Sa’dallah Wannous
Volume 2

Edward Ziter’s Political Performance in Syria: From the Six-Day War to the Syrian Uprising

Edward Ziter's Political Performance in Syria:
From the Six-Day War to the Syrian Uprising
A Book Review
by Safi Mahmoud Mahfouz
 Political Performance in Syria:
 From the Six-Day War  to the Syrian Uprising
 by Edward Ziter.
 Studies in International Performance.
 New York: Palgrave Macmillan, 2015.
 Arab StagesVolume 1, Number 2 (Spring 2015)
 ©2015 by Martin E. Segal Theatre Center Publications

Edward Ziter’s latest book Political Performance in Syria, the first comprehensive study of its kind in English, provides a thorough survey of the history of Syrian political theatre from the six-day war in 1967 to the current Syrian Uprising.
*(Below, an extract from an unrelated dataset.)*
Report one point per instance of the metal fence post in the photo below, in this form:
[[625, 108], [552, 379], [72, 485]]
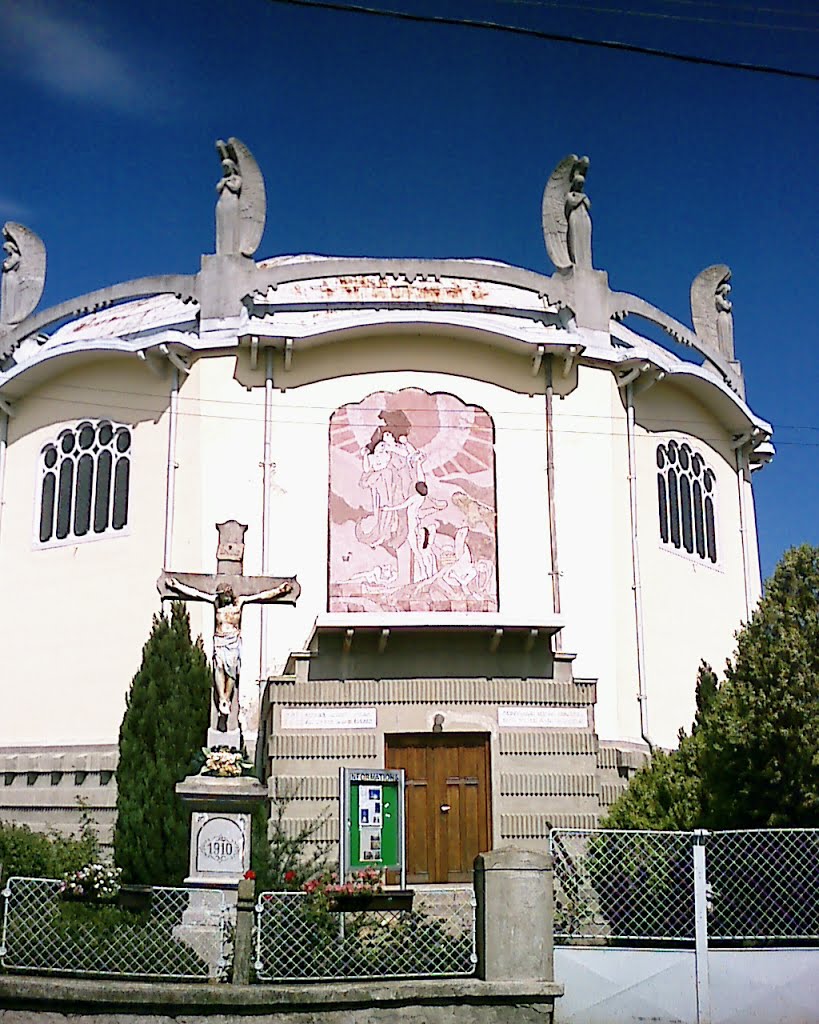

A recipient of a Fulbright grant and a fellowship from the Humanities Institute at New York University, Ziter’s publication of this remarkable book is another sign of the author’s academic excellence following his highly admired book The Orient on the Victorian Stage (2013). Ziter is an associate professor of theatre history and chair of the department of drama at the Tisch School of the Arts, New York University. Political Performance in Syria is a sprawling work that historicizes Syrian political theatre striving for decades, under censorship and conditional and temporary release from state repression, to instill in the audiences the concepts of civil society and democratic citizenry, and to contest the state’s grand narratives and the existing oppressive regime with the hope of building a civil political system for a future Syria. The book sophisticatedly highlights the historical connection between drastic political reform in authoritarian governments and political performance. Syrian political theatre reflects the people’s aspirations for political reform and an immediate break with the country’s dictatorial regime. Unfortunately, though the author claims that most of the plays discussed are politically anti-regime and that some of the plays written by pro-regime playwrights are discussed as well, this seems not the case. The author’s experiential, cultural perspectives and political views might have influenced his selection of the plays and subsequently his conclusions. This suppression of conflicting evidence seems to have been done on the part of the author to make his argument credible. The author’s approach is judgmental as he describes his personal experiences and interviews with oppositional theatre practitioners thus excluding pro-regime artists from such direct contact.